A quantidade de fraudes apontadas, assim como o grande número de bolsas não ofertadas pela suposta falta de candidatos tem levado o MEC a estudar alterações no PROUNI, algumas delas coerentes, outras nem tanto.
Para que possamos analisar com mais cuidado as fraudes identificadas no PROUNI, precisamos, inicialmente, lembrar que a pré seleção dos interessados é realizada pelo próprio MEC, que encaminha a relação dos pré selecionados para as IES, as quais, por seu turno, possuem, junto com o MEC, a atribuição de verificar o preenchimento dos requisitos legais para concessão das bolsas destinadas aos beneficiários do referido programa.
Impositivo registrar que as IES não possuem poder de polícia para fiscalizar, de forma incisiva, a documentação apresentada pelos estudantes, até porque o próprio Código Civil, em seu artigo 422, estabelece o princípio da boa-fé como essencial à celebração de qualquer tipo de contrato, verbis:
“Art. 422. Os contratantes são obrigados a guardar, assim na conclusão do contrato, como em sua execução, os princípios de probidade e boa-fé.”
Desse modo, ao receber a documentação do estudante, devidamente pré selecionado pelo MEC, as IES, cumprindo a regra traçada no Código Civil, presumem a boa-fé do contratante e, com base neste princípio, recebem e analisam a documentação comprobatória de seu enquadramento no espartilho traçado pela Lei n° 11.096/2005, que estipula as condições necessárias para acesso às bolsas de estudo concedidas no âmbito do PROUNI.
Vale registrar, ainda, que as normas processuais em vigor estabelecem a desnecessidade de autenticação das fotocópias de documentos, salvo quando lhe for contestada a autenticidade, conforme, inclusive, já decidido pelo Superior Tribunal de Justiça:
“A simples impugnação de uma parte não obriga necessariamente a autenticação de documento oferecido pela outra.
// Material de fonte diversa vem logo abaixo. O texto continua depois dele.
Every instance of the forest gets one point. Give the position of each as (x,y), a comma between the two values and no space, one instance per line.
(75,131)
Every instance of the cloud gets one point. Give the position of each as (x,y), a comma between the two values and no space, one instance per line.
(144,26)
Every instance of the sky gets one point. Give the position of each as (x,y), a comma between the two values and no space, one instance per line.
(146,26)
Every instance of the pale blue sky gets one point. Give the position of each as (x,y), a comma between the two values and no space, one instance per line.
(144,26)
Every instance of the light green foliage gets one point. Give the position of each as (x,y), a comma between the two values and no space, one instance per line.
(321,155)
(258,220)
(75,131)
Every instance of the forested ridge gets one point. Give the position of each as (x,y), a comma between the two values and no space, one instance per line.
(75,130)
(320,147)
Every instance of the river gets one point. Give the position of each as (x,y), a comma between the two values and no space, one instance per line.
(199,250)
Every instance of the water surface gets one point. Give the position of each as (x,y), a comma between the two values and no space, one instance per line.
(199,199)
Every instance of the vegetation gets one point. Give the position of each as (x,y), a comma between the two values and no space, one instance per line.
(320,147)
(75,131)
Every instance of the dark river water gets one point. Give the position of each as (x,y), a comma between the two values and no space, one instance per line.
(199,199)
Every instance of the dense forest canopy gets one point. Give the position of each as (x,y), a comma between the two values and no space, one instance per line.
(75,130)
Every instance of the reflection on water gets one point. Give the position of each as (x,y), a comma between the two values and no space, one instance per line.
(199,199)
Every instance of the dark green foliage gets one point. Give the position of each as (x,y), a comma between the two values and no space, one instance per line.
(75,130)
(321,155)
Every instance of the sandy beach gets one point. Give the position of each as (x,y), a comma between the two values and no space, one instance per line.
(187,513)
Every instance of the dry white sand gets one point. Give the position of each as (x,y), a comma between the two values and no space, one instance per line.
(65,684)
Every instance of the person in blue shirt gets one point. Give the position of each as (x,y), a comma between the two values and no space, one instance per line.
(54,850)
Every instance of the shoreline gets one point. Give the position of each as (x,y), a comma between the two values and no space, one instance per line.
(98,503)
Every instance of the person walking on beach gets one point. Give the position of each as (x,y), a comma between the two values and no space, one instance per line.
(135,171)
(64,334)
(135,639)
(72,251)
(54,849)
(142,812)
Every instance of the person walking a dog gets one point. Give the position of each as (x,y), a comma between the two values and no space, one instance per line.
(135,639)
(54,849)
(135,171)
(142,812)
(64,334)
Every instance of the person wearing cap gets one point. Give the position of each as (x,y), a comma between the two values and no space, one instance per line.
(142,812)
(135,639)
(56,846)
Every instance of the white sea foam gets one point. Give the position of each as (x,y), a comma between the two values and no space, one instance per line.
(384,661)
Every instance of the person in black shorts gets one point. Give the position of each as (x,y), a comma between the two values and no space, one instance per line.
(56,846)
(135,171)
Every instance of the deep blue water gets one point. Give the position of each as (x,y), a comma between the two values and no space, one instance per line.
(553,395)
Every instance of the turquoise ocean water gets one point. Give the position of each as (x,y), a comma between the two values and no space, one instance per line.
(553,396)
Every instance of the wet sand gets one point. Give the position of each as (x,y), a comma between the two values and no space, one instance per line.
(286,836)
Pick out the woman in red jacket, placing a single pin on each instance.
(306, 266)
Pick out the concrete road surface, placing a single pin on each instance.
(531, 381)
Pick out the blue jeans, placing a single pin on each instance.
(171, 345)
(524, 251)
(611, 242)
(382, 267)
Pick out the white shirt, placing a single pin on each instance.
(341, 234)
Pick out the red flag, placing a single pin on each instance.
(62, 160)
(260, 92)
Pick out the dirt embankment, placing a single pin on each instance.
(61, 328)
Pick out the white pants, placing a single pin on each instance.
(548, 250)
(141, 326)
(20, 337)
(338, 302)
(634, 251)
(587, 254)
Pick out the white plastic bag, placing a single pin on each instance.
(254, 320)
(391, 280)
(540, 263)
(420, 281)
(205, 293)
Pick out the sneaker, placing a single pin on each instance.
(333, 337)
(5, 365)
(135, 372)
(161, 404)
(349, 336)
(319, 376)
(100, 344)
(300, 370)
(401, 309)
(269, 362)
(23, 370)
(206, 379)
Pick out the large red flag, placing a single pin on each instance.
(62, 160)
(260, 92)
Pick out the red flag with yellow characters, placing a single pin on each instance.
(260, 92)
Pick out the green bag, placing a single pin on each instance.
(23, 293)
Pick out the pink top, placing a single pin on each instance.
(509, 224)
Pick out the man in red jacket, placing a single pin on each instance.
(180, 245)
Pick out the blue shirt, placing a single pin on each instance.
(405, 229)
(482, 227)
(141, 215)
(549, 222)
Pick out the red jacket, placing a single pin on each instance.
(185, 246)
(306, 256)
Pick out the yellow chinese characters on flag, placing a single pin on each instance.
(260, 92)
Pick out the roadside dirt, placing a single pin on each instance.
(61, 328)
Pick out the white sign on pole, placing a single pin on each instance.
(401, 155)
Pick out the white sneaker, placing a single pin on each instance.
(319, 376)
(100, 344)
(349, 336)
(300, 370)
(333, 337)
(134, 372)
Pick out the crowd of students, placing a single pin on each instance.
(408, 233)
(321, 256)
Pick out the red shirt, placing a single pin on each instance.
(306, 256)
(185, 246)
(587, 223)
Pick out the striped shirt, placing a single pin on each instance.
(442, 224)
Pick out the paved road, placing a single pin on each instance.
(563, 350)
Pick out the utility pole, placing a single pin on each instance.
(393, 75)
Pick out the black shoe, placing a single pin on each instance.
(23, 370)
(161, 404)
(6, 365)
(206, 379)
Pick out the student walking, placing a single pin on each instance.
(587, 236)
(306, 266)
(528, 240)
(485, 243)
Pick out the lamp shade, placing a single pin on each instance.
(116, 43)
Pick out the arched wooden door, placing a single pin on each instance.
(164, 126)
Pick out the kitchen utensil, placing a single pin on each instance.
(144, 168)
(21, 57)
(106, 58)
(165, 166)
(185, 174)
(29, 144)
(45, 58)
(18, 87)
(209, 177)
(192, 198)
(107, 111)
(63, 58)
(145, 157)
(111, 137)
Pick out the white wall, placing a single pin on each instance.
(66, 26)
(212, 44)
Faz-se mister que esta impugnação tenha relevância apta a influir no julgamento da causa, como, por exemplo, não espelhar o documento o verdadeiro teor do original.” (STJ – Corte Especial, ED no REsp 278.766-EDcl, Rel. Ministro Fernando Gonçalves, j. 25.10.2004, acolheram os embargos, v.u., DJU 16.11.2004, p.173).
Ora, no caso dos estudantes beneficiados pelo PROUNI, a partir da constatação de que já foram pré selecionados pelo MEC, a obrigação das IES se limita à conferência do atendimento aos requisitos estipulados na Lei n° 11.096/2005, através dos documentos entregues pelos próprios estudantes.
Tanto é que, recentemente, foi notícia na mídia a situação de um estudante beneficiário do PROUNI no estado de Pernambuco que, diante da exigência da apresentação da documentação comprobatória da situação financeira de todos os membros de seu núcleo familiar básico, recorreu ao Poder Judiciário e obteve êxito, impondo à IES o deferimento de sua matrícula no âmbito do referido programa sem a necessidade de apresentar a integralidade dos documentos exigidos pela IES.
A partir deste exemplo, podemos imaginar sem maiores dificuldades qual seria a postura do Poder Judiciário caso as IES exigissem dos candidatos pré selecionados pelo MEC para concessão de benefícios do PROUNI a apresentação, por exemplo, da última declaração de imposto de renda dos membros de seu grupo familiar básico...
Talvez seja necessário, neste caso específico, o avanço das normas regulamentadoras, com a estipulação, a partir de norma conjunta a ser baixada pelo MEC e pelo Ministério da Fazenda, da documentação apta à comprovação da inclusão dos estudantes dentro dos requisitos legais para acesso ao PROUNI.
O fato é que, atualmente, o MEC está empurrando para as IES a sua atribuição de selecionar os estudantes aptos ao recebimento das bolsas concedidas no âmbito do PROUNI, provavelmente para poder lavar as mãos quando surgem casos de fraudes que permitem a participação, no programa, de estudantes que não preenchem os requisitos legais,esquecendo que, nos termos da Lei n° 11.096/2005, a obrigação de realizar a pré seleção é do MEC, incumbindo às IES verificar o cumprimento das condições já analisadas pelo agente público responsável.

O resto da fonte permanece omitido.